Yuki: Thank you. In the beginning, I didn’t tell anyone. Not even friends or ex-colleagues. It just looked like a hobby. And in many ways, it was. But I treated it seriously. I asked filmmakers for permission. I credited everyone. We posted trailers, gave shoutouts, linked back to Vimeo or YouTube. I wanted to do justice to their work.
Ron: When did you realize it was working?
Yuki: A few months in, people started responding, especially the film creators. Filmers in Australia, France, US, and several other countries appreciated what I was doing, although we were very small. I felt the exchange of passion, no matter where you live. We were growing slowly, but steadily. Our aim was international from the start. After running it for about a year, I remember someone messaged me and said, “I started making surf films because of NobodySurf.” That was huge. That’s when I realized this wasn’t just curation. It was inspiration.
Ron: And it grew fast after that?
Yuki: Organically. No hockey-stick growth. By the end of 2015, we had 150,000 Facebook followers and 6,000 on Instagram. A year later, 300,000 on Facebook, 42,000 on Instagram. Today, both platforms have over 600,000 followers each.
Ron: All from zero?
Yuki: From zero. All grassroots. Because people shared the content. We always tagged everyone — filmmaker, surfer, musician, location [*only when acceptable, hot girls don’t geo-tag]. People shared it because they were credited. That helped grow the ecosystem naturally. It’s like… the MTV of surf video, but decentralized.
Ron: And you never monetized the creators?
Yuki: Never. We don’t charge creators, surfers, or independent brands. It’s a mutual relationship, built on trust. We help promote their work.
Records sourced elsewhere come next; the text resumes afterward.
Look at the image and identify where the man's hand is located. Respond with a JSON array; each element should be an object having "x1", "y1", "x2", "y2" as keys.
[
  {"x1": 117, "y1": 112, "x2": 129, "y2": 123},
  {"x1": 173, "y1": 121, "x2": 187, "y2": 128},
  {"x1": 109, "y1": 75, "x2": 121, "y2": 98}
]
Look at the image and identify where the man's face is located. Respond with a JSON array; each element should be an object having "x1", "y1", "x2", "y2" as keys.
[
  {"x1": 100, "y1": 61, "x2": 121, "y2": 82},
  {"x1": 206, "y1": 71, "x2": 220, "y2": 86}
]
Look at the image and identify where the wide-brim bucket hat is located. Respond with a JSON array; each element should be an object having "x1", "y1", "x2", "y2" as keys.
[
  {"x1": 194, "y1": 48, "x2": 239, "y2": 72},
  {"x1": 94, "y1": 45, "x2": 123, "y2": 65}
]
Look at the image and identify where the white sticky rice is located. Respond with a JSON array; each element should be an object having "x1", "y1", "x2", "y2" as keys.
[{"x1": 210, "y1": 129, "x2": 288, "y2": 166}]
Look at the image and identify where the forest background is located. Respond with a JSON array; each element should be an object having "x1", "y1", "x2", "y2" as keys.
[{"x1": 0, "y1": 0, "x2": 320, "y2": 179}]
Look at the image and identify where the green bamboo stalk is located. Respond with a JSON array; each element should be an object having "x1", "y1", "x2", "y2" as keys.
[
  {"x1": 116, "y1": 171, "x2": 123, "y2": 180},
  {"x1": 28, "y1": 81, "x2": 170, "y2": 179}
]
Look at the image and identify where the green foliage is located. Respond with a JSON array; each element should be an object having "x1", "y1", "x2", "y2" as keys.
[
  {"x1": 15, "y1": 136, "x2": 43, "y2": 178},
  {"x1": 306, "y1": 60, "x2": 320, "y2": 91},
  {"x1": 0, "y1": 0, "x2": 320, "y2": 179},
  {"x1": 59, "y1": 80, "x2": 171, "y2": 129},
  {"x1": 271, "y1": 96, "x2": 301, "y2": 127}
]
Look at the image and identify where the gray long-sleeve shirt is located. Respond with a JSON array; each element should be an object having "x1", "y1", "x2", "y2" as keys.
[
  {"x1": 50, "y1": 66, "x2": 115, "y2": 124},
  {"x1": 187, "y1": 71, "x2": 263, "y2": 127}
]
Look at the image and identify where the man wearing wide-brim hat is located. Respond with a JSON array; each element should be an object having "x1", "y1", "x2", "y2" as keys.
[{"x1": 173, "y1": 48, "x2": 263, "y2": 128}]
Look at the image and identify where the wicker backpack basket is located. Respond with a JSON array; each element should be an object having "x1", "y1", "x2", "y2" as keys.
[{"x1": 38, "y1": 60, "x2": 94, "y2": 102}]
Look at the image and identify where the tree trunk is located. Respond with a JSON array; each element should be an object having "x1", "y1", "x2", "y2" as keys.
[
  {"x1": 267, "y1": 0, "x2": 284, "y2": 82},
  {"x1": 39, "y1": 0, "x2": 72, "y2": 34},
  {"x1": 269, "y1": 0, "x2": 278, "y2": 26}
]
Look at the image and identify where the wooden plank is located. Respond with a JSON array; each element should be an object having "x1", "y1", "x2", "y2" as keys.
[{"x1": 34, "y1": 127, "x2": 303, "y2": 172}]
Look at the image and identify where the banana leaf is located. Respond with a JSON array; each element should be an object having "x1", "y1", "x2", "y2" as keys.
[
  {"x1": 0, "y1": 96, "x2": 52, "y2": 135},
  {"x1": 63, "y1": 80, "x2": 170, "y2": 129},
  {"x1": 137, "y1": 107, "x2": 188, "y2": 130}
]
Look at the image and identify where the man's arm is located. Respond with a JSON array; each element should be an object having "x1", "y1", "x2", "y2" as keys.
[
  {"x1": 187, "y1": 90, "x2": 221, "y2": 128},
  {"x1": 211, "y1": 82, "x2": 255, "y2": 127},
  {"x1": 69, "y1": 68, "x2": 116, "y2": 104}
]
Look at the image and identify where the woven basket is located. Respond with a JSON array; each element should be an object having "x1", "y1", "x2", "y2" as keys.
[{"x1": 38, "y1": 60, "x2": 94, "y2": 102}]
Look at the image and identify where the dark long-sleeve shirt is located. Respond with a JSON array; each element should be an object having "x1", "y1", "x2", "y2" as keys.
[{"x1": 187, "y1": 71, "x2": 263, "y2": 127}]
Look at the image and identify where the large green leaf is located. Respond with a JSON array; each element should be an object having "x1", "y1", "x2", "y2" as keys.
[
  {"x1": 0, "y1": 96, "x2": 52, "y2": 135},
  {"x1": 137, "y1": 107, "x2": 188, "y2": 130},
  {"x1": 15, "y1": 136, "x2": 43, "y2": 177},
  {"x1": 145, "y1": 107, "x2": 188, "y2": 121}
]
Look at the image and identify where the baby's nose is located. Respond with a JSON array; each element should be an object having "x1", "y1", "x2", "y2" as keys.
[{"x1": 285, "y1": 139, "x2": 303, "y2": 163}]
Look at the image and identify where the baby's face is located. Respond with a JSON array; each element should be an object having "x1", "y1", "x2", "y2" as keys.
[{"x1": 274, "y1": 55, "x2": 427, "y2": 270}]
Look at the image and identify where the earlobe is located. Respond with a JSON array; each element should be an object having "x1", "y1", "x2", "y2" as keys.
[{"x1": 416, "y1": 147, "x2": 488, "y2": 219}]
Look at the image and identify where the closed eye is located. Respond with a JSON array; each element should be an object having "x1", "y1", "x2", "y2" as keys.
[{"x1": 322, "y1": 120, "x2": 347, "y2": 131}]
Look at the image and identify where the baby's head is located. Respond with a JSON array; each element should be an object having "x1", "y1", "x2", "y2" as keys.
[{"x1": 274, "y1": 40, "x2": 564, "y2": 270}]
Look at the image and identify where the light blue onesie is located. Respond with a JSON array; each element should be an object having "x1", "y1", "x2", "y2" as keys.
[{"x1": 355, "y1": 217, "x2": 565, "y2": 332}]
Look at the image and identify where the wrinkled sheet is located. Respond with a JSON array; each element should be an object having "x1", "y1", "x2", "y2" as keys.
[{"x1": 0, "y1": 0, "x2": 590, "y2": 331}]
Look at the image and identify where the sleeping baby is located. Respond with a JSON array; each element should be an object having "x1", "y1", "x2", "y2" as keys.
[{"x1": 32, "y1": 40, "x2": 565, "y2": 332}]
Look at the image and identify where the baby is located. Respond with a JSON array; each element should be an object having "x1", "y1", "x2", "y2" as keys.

In return, they let us feature it.

 

Ron: How did you survive financially during that first year?
Yuki: Just savings. It was hard. My wife works too, but we already had two kids back then. I couldn’t pay myself a salary. I had to act like I was doing okay — even though I was just pouring everything into this idea. Looking back, I probably should have taken on a side job, but I was so committed.
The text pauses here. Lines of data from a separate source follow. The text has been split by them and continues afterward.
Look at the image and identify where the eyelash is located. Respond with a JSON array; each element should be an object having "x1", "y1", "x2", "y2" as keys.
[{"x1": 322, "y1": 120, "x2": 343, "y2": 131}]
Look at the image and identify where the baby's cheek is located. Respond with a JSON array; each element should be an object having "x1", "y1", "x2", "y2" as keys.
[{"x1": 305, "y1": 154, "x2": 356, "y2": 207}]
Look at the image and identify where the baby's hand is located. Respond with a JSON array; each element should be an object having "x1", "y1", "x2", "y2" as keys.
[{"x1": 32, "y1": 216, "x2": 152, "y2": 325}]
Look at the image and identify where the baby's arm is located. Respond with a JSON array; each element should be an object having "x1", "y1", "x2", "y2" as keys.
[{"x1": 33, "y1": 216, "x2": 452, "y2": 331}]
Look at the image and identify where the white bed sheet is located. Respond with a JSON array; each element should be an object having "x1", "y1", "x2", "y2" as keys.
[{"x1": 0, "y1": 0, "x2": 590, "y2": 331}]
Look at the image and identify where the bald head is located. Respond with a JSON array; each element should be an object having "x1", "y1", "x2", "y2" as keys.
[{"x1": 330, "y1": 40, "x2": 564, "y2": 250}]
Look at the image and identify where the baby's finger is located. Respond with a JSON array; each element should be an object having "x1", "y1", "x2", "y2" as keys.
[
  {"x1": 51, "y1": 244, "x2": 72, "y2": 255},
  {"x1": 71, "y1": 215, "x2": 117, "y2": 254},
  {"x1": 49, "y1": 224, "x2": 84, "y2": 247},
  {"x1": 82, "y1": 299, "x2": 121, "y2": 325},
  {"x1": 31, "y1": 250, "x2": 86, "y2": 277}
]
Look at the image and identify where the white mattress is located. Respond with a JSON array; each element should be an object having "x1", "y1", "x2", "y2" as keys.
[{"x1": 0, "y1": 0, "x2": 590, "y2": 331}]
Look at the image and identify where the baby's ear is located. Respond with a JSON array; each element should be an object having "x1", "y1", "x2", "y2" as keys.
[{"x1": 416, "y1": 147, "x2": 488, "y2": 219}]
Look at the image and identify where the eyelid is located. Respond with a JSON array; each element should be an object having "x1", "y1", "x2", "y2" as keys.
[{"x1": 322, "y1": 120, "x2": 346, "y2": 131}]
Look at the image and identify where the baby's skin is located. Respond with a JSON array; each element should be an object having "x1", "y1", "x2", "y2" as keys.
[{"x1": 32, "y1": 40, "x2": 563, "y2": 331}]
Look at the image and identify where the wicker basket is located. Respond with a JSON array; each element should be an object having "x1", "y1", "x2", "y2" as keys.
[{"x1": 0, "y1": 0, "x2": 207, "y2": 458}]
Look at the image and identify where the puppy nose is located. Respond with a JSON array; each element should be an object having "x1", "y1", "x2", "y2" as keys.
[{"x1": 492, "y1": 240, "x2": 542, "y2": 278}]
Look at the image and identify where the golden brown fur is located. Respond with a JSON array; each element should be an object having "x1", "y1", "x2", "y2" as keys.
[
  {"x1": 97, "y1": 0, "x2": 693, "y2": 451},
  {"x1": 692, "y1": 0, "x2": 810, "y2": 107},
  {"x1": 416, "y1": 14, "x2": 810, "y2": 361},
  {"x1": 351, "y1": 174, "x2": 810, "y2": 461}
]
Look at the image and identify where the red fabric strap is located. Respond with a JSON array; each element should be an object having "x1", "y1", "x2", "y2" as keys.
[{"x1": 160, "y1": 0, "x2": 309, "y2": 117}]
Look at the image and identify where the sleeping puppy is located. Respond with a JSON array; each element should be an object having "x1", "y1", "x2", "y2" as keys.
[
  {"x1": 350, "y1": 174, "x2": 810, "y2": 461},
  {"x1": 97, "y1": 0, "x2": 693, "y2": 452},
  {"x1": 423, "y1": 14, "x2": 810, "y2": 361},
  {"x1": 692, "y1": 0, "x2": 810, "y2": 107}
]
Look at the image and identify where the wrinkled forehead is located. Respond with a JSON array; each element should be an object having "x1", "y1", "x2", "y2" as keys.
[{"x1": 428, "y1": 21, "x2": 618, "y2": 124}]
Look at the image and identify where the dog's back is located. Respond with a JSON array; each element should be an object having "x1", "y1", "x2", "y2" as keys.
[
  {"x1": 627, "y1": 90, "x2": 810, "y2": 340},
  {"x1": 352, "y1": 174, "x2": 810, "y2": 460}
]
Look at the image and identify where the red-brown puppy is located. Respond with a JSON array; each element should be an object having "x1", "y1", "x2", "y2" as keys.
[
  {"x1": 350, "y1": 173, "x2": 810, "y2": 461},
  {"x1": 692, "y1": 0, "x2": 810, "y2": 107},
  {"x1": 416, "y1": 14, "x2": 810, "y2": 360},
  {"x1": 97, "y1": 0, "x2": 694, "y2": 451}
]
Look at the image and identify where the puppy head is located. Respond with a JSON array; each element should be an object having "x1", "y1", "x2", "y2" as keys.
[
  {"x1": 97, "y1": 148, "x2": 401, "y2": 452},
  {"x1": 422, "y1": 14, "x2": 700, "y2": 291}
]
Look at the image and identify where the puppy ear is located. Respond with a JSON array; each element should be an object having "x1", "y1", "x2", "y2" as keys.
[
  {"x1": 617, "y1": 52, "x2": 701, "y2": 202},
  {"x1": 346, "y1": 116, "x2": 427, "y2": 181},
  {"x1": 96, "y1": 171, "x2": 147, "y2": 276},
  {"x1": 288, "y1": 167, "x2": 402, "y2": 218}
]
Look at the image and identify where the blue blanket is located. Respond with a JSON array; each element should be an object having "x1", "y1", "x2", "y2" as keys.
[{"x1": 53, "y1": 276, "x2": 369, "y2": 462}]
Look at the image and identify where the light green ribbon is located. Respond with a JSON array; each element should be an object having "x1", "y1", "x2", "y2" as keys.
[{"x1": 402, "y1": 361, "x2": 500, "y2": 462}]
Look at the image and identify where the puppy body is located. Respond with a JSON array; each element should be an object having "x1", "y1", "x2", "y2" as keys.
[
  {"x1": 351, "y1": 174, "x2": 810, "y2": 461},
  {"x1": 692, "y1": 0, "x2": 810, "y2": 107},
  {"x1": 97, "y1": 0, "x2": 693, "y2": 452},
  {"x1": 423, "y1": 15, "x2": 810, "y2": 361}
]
Ron: That must’ve taken a lot of faith from your family.
Yuki: It did. My wife is amazing. So supportive. And my boss at my old job — he also gave me space to leave on my own terms. I was very lucky.
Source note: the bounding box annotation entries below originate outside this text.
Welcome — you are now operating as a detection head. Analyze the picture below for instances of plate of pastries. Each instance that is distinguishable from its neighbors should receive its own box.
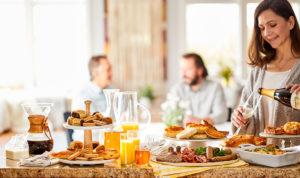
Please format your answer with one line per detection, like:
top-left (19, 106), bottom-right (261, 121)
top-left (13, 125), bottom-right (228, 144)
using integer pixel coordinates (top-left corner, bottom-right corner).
top-left (225, 135), bottom-right (267, 148)
top-left (259, 121), bottom-right (300, 138)
top-left (50, 141), bottom-right (120, 165)
top-left (152, 146), bottom-right (238, 166)
top-left (63, 100), bottom-right (113, 129)
top-left (164, 121), bottom-right (229, 141)
top-left (236, 144), bottom-right (300, 167)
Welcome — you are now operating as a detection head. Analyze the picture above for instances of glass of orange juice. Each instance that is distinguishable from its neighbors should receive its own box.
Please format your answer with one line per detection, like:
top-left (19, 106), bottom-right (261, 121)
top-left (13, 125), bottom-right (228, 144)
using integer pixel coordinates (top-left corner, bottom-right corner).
top-left (121, 122), bottom-right (139, 133)
top-left (104, 131), bottom-right (121, 153)
top-left (135, 148), bottom-right (150, 166)
top-left (127, 130), bottom-right (140, 150)
top-left (120, 133), bottom-right (135, 165)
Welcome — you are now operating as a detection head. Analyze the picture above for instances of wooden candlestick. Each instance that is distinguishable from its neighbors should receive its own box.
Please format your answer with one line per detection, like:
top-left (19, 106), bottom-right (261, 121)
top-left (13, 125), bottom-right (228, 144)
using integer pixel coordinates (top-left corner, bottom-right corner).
top-left (84, 100), bottom-right (92, 117)
top-left (84, 130), bottom-right (93, 153)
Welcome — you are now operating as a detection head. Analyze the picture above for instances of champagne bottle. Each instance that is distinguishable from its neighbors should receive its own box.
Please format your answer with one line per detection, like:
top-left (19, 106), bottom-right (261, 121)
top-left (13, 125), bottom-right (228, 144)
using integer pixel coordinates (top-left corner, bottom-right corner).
top-left (258, 88), bottom-right (300, 109)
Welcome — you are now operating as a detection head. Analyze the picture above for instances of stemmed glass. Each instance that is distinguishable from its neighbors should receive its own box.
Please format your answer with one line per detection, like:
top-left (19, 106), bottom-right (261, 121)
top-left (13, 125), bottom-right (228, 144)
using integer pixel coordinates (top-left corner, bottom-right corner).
top-left (233, 91), bottom-right (262, 135)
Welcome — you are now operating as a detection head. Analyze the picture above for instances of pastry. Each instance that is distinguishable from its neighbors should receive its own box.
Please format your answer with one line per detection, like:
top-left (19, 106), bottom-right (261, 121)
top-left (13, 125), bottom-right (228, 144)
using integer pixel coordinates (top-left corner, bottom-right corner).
top-left (75, 156), bottom-right (89, 161)
top-left (94, 120), bottom-right (107, 126)
top-left (264, 126), bottom-right (284, 135)
top-left (225, 135), bottom-right (266, 147)
top-left (176, 128), bottom-right (197, 139)
top-left (91, 156), bottom-right (103, 160)
top-left (283, 122), bottom-right (300, 135)
top-left (164, 126), bottom-right (184, 138)
top-left (186, 123), bottom-right (210, 134)
top-left (71, 110), bottom-right (87, 119)
top-left (103, 149), bottom-right (120, 160)
top-left (205, 128), bottom-right (227, 139)
top-left (92, 112), bottom-right (103, 120)
top-left (50, 150), bottom-right (74, 159)
top-left (68, 141), bottom-right (83, 151)
top-left (94, 145), bottom-right (105, 154)
top-left (102, 117), bottom-right (112, 124)
top-left (83, 153), bottom-right (98, 158)
top-left (67, 117), bottom-right (83, 126)
top-left (82, 122), bottom-right (96, 127)
top-left (191, 133), bottom-right (207, 139)
top-left (92, 141), bottom-right (99, 149)
top-left (253, 136), bottom-right (267, 146)
top-left (68, 151), bottom-right (81, 160)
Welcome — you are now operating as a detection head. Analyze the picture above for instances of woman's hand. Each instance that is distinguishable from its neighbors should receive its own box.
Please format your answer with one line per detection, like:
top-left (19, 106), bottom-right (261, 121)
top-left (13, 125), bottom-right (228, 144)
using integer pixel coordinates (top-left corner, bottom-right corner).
top-left (232, 106), bottom-right (249, 128)
top-left (286, 84), bottom-right (300, 93)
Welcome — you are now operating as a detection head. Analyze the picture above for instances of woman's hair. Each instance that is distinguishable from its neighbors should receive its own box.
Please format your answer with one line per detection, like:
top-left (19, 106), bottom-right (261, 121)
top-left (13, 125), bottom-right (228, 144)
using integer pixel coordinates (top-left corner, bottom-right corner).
top-left (248, 0), bottom-right (300, 67)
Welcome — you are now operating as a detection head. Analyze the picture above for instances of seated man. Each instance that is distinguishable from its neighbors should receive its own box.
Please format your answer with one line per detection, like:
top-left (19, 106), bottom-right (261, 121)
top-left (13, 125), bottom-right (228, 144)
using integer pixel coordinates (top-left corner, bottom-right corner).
top-left (72, 55), bottom-right (112, 141)
top-left (171, 53), bottom-right (228, 124)
top-left (72, 55), bottom-right (112, 113)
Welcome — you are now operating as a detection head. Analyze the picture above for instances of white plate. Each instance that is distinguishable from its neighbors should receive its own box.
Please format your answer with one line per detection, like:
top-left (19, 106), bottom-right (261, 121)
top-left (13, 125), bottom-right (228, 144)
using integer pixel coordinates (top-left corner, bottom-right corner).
top-left (63, 122), bottom-right (113, 130)
top-left (152, 157), bottom-right (239, 167)
top-left (259, 132), bottom-right (300, 139)
top-left (59, 159), bottom-right (115, 165)
top-left (236, 145), bottom-right (300, 167)
top-left (163, 135), bottom-right (226, 142)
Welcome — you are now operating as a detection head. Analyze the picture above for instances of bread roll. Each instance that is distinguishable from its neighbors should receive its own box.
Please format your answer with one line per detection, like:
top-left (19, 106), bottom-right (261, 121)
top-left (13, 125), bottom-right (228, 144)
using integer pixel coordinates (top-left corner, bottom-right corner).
top-left (164, 126), bottom-right (184, 138)
top-left (176, 128), bottom-right (197, 139)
Ron: And today, are you still running it full-time?
Yuki: Yes, but it’s still tough. We’re not a big company. We were lucky to have several investors supporting us in our early years, but at the moment, it’s just me and several friends helping me part-time with the engineering, design, and operations. I also do consulting for other companies on social media strategy to keep things going.
Ron: So what’s the vision for the future?
Yuki: I don’t want to monetize the surf community. I want to bring in outside money — from tourism boards, hotels, car brands, airlines, and global lifestyle brands. We’ve done some projects already, like with the Ministry of Tourism in El Salvador. We created an original film with them, featuring Brian Pérez, a local surf hero. It performed really well.
Ron: And that’s the model — you create media that serves both surfers and the brands?
Yuki: Exactly. We want to work with outside sponsors and collaborate with filmmakers and surf brands to create a series of high-quality surf content —short films, travel stories, cultural pieces. It should benefit everyone: the surfer, the filmmaker, the sponsor, the viewer.
Ron: Sounds like a win-win.
Yuki: That’s the goal. I’ve spent ten years building trust with this community. I never took money from them. I never sold them out. And now, we’re in a position to scale this—in the right way.
Ron: Thanks, Yuki. Let’s do this again soon!